Your organisation has been targeted in a ransomware attack. Your systems are impacted, your services are severely disrupted and it appears likely that your customers’ personal information has been compromised. 

It’s a nightmare scenario for any organisation, and one which often presents an acute communications challenge. You have a responsibility to inform potentially impacted stakeholders so they can take action to protect themselves against fraud or identity theft. 

However, you may know very little about the details of the cyber-attack or the extent of any possible data breach. As the forensic investigation continues, your understanding of what has happened – and what data a threat actor holds – may change significantly over time. 

You also face the need to avoid causing unnecessary alarm or panic among your stakeholders, an outcome that could seriously undermine your organisation’s credibility. 
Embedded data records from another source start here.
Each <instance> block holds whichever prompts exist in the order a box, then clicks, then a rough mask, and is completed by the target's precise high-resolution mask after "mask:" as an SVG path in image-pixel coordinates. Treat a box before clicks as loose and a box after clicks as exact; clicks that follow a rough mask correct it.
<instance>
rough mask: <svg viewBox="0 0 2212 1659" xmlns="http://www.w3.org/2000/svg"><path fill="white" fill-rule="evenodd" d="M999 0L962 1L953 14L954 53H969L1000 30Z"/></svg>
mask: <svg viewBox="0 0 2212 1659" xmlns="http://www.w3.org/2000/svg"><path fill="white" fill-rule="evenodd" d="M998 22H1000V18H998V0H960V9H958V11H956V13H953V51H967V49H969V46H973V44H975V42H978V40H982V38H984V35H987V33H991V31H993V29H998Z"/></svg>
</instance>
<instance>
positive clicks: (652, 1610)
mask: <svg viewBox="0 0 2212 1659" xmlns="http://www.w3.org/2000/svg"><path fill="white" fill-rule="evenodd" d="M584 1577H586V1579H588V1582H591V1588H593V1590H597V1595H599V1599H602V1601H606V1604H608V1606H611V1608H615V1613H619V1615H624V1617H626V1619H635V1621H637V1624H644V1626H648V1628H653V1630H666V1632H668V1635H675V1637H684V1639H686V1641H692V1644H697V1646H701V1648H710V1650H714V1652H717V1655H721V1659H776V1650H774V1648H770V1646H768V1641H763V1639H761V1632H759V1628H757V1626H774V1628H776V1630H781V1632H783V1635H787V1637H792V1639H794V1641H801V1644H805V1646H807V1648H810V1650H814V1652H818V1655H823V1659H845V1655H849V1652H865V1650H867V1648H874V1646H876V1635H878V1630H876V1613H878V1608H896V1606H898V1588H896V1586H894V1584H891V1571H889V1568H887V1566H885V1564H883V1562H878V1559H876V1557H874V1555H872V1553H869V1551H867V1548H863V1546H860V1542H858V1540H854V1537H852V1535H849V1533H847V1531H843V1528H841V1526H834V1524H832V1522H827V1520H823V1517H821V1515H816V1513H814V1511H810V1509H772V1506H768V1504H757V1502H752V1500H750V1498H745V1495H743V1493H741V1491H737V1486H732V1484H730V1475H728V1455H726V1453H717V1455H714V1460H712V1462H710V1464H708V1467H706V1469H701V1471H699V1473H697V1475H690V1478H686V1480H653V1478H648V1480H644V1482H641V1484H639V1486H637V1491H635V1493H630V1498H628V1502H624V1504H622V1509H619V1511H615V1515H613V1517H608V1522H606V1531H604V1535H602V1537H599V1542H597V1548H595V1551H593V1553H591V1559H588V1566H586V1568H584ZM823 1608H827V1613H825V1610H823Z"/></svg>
So, if you can’t speak in any detail about the cyber incident, what can you say? Here are some guidelines for managing your message in the first stages of a cyber incident response: 

Be upfront: State in simple terms what you know about the incident, sticking to the facts you can confirm. Don’t minimize the event, but avoid the kind of colourful language that attracts media headlines.

Acknowledge the impact: Those who may be affected, for example, your staff or customers, are likely to be frustrated, anxious or concerned – by acknowledging their situation, you can convey a measure of empathy and concern. Offer an apology, promptly, when it’s warranted. 

State what you are doing: Your audiences won’t be aware of the intensity and urgency with which your teams are responding. Spell out the actions you are taking, from working to restore customer services to alerting the authorities and conducting a detailed forensic investigation with the support of cybersecurity experts. Your objective is to reassure stakeholders that you are doing everything possible to protect their interests. 

Tell people what they can do: If your stakeholders have concerns about their data security, let them know the steps they can take, for example, being vigilant for unusual online activity. If they have questions, let them know who they can speak to in your organisation, and how your team can be contacted. 

Commit to updates: There are very few iron-clad promises you can make in a cyber incident response. For example, you can’t guarantee when you will have services restored or when your investigation will be completed. However, you can guarantee when you will provide the next communications update, be it the next day or the next week. Make sure you stick to that promise, even when there is little new to say – stakeholders want to know you haven’t forgotten them. 

The messages you impart and the information you share need to be the same across all audiences and weaved into all your Q&A responses – clear, consistent communications is key to maintaining credibility in any crisis response.